Immediate implications for workers and firms
For workers already in the U.S. on valid status, the White House clarification that the proposed visa fee targets new H-1B applicants—not renewals matters. That may reduce uncertainty for ongoing projects and renewals. However, firms hiring new staff for fresh projects could still face higher upfront costs, pushing them to consider:
- Local hires
- Remote starts from India until on-site roles become essential
In client conversations, different strategies are emerging:
- Larger firms may lean on scale: spreading higher costs, accelerating automation, and adjusting onsite-offshore ratios faster.
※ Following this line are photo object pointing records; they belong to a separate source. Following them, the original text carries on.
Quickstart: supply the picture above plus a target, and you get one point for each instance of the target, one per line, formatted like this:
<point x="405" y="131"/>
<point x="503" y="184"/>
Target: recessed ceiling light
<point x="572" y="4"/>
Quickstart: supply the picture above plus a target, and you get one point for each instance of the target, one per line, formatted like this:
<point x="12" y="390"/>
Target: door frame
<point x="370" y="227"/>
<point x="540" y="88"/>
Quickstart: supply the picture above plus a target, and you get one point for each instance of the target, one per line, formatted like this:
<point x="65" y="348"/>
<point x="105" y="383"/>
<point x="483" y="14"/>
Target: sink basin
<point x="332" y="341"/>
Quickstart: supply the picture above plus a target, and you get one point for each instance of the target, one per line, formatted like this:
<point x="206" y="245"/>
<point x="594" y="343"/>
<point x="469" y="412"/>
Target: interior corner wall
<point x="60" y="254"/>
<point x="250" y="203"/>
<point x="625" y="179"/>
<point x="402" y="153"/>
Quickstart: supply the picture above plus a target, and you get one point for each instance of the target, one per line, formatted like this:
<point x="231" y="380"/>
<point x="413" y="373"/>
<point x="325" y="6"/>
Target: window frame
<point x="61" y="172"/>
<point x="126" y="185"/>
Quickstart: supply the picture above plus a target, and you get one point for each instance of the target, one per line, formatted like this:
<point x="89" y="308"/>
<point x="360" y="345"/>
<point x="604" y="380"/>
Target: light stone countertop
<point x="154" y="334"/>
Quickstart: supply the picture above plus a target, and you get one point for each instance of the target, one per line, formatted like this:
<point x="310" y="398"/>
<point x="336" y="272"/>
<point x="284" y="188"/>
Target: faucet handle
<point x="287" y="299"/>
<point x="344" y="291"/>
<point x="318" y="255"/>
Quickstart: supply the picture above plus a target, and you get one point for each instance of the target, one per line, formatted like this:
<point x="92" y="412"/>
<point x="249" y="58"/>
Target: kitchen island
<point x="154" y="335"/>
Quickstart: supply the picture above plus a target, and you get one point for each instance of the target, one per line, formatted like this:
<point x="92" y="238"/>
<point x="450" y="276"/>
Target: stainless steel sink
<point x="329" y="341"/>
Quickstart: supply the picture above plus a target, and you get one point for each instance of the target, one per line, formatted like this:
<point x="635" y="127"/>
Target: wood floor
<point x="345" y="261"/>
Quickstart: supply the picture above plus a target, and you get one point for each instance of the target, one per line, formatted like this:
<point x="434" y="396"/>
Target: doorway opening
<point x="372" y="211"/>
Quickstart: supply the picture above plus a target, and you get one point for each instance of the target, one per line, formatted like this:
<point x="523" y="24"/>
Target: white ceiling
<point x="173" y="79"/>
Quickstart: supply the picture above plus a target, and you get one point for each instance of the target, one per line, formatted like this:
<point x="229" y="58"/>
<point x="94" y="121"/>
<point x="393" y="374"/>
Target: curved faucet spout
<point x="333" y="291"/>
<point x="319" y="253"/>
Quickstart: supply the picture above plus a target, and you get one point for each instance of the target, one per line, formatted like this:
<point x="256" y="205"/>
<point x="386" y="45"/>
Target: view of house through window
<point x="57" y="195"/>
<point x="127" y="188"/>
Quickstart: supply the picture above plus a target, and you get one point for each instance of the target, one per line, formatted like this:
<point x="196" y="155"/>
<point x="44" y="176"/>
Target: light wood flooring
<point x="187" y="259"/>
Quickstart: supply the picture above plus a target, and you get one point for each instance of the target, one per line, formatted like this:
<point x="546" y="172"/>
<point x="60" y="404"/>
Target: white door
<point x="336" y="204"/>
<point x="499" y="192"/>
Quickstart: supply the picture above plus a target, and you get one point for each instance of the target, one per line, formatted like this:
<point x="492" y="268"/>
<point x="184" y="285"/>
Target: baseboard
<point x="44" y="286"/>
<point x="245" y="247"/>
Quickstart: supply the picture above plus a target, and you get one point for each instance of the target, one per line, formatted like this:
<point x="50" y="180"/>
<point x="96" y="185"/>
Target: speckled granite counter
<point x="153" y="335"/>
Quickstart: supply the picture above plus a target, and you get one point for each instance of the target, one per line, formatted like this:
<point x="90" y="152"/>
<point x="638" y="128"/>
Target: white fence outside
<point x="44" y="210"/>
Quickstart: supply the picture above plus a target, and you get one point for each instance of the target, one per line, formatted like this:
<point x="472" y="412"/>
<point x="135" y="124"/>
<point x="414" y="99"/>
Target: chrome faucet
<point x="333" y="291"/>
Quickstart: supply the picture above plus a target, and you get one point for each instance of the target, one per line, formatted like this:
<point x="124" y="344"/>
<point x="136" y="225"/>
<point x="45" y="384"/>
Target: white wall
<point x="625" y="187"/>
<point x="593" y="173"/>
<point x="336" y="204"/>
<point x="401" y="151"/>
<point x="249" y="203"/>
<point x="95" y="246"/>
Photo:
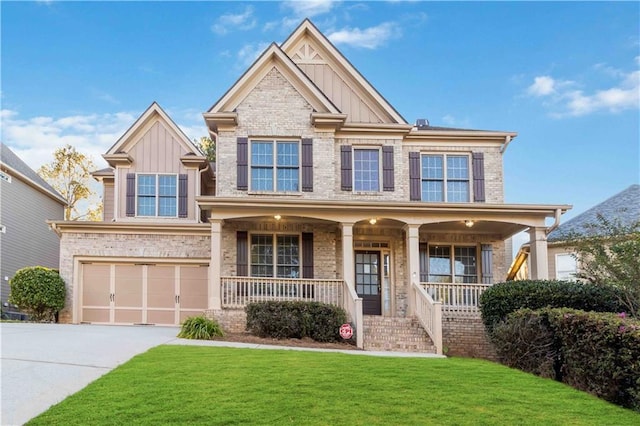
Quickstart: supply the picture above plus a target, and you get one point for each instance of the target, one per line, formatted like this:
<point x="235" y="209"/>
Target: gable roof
<point x="623" y="207"/>
<point x="272" y="57"/>
<point x="154" y="111"/>
<point x="309" y="33"/>
<point x="20" y="170"/>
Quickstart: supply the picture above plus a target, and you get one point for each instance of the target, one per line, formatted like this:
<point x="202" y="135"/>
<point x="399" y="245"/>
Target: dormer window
<point x="275" y="166"/>
<point x="157" y="195"/>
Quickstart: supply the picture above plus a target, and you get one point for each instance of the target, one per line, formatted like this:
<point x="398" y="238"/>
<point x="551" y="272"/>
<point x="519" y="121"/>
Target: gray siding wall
<point x="27" y="240"/>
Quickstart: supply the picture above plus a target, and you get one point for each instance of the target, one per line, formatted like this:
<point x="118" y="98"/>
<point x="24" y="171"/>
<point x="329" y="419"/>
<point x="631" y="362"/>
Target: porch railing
<point x="429" y="313"/>
<point x="457" y="299"/>
<point x="237" y="292"/>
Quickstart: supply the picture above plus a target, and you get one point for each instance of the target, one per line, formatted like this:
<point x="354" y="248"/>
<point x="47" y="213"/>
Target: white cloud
<point x="34" y="139"/>
<point x="309" y="8"/>
<point x="369" y="38"/>
<point x="242" y="21"/>
<point x="565" y="100"/>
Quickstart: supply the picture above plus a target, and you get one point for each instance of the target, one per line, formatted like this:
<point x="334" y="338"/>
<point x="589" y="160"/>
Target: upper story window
<point x="445" y="177"/>
<point x="157" y="195"/>
<point x="366" y="169"/>
<point x="275" y="256"/>
<point x="275" y="166"/>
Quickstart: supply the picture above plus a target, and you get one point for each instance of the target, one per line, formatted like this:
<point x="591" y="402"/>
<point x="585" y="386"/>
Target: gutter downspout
<point x="507" y="141"/>
<point x="556" y="223"/>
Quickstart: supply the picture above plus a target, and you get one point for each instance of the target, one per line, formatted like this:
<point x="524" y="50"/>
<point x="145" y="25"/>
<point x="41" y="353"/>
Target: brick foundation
<point x="466" y="337"/>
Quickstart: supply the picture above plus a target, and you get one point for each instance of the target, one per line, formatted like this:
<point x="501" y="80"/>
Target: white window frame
<point x="157" y="194"/>
<point x="445" y="178"/>
<point x="274" y="241"/>
<point x="353" y="167"/>
<point x="571" y="276"/>
<point x="274" y="166"/>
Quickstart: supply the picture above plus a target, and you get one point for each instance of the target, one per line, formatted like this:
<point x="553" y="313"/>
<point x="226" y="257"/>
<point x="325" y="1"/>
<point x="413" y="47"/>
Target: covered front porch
<point x="388" y="259"/>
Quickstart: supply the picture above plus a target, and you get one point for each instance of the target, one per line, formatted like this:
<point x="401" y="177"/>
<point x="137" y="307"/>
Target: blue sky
<point x="565" y="76"/>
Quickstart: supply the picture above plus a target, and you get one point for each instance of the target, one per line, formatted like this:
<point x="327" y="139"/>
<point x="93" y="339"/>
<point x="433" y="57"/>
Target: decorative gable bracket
<point x="221" y="121"/>
<point x="328" y="120"/>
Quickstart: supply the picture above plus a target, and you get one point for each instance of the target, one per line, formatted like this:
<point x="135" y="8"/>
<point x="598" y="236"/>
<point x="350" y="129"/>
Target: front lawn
<point x="207" y="385"/>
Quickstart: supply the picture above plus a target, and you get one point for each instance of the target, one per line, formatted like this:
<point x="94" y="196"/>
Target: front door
<point x="368" y="281"/>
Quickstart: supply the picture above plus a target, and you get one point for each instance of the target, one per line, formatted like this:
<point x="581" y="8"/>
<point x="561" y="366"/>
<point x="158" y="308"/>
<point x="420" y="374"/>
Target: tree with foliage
<point x="608" y="253"/>
<point x="207" y="146"/>
<point x="70" y="174"/>
<point x="38" y="291"/>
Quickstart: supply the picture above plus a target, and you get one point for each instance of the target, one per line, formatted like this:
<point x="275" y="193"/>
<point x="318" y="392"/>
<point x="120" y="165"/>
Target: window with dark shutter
<point x="131" y="194"/>
<point x="388" y="180"/>
<point x="242" y="254"/>
<point x="307" y="165"/>
<point x="182" y="195"/>
<point x="487" y="263"/>
<point x="345" y="168"/>
<point x="478" y="177"/>
<point x="242" y="164"/>
<point x="414" y="176"/>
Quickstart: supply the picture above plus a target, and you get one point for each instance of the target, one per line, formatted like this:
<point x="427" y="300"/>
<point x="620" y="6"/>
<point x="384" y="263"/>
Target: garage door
<point x="142" y="294"/>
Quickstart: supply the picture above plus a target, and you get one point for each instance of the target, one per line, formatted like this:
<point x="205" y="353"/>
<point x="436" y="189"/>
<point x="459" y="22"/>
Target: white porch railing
<point x="237" y="292"/>
<point x="457" y="299"/>
<point x="429" y="313"/>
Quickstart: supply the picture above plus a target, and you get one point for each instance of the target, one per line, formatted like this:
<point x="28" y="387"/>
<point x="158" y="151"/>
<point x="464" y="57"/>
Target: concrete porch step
<point x="395" y="334"/>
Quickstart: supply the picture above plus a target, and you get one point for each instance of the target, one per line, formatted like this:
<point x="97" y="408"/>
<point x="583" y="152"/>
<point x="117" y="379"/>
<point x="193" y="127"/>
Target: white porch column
<point x="348" y="263"/>
<point x="412" y="233"/>
<point x="215" y="265"/>
<point x="539" y="259"/>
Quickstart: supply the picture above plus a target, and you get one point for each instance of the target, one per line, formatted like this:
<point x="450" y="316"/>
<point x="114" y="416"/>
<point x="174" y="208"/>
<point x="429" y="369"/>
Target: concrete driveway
<point x="42" y="364"/>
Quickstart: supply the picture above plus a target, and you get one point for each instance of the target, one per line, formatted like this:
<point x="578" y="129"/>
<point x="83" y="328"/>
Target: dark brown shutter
<point x="307" y="255"/>
<point x="345" y="168"/>
<point x="243" y="164"/>
<point x="478" y="177"/>
<point x="415" y="194"/>
<point x="182" y="195"/>
<point x="388" y="180"/>
<point x="131" y="194"/>
<point x="487" y="264"/>
<point x="242" y="254"/>
<point x="307" y="165"/>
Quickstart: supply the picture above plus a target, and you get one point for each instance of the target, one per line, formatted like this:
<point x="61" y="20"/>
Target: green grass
<point x="207" y="385"/>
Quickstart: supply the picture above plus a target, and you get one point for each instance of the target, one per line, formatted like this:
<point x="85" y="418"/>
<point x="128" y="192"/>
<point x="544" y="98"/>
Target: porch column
<point x="412" y="233"/>
<point x="348" y="264"/>
<point x="539" y="259"/>
<point x="215" y="265"/>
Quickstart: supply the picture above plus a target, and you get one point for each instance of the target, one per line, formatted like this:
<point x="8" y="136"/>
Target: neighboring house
<point x="322" y="191"/>
<point x="26" y="203"/>
<point x="622" y="208"/>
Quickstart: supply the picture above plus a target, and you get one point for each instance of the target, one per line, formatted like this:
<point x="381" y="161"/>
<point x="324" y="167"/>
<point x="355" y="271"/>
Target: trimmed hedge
<point x="591" y="351"/>
<point x="38" y="291"/>
<point x="285" y="320"/>
<point x="501" y="299"/>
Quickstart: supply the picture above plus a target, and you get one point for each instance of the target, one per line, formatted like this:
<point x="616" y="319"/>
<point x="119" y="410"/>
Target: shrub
<point x="200" y="328"/>
<point x="38" y="291"/>
<point x="283" y="320"/>
<point x="526" y="341"/>
<point x="503" y="298"/>
<point x="601" y="354"/>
- Mid-caps may emphasize domain skills and speed, then rebalance teams after project kick-offs.
- Offshore delivery centers will likely absorb a bigger share of early project phases, especially in testing, support, and data engineering.
Longer-term demand and valuation outlook
Even with this policy shock, demand drivers for cloud, cybersecurity, AI integration, and data modernization remain intact. The primary questions are how delivery and pricing will evolve:
- If U.S. clients accept partial cost sharing, the earnings impact could ease.
- If clients push back, companies may trim onsite staffing or change delivery milestones to protect margins.
The market’s caution is clear: a five-day losing streak shows investors want more detail before re-rating IT stocks. While the sector has weathered policy changes before, the scale of the proposed $100,000 charge resets assumptions about the true cost of staffing new projects onshore.
Watch for three immediate signals: company guidance on pricing; any official updates on the proposed visa fee; and shifts in hiring patterns inside the United States 🇺🇸. Those will indicate whether this is a short-term jolt or a longer reset of cost structures for India’s export champions.
This Article in a Nutshell
A proposed $100,000 one-time fee on new H-1B visa petitions sparked a selloff across Indian IT stocks, with large caps down about 1.5%–2.5% and mid/small caps falling up to 6%. The White House clarified the fee applies only to new applicants, not renewals, but the initial shock prompted investor reassessment of margin risk, onshore staffing costs, and contract pricing. Firms are accelerating U.S. hiring, increasing offshore delivery, and redesigning project models to reduce on-site headcount. Analysts expect varied impacts depending on client mix and contract pass-through terms; Barclays projects limited macro remittance losses. Key near-term indicators include policy clarity, company guidance on pricing, and observable hiring shifts in the U.S.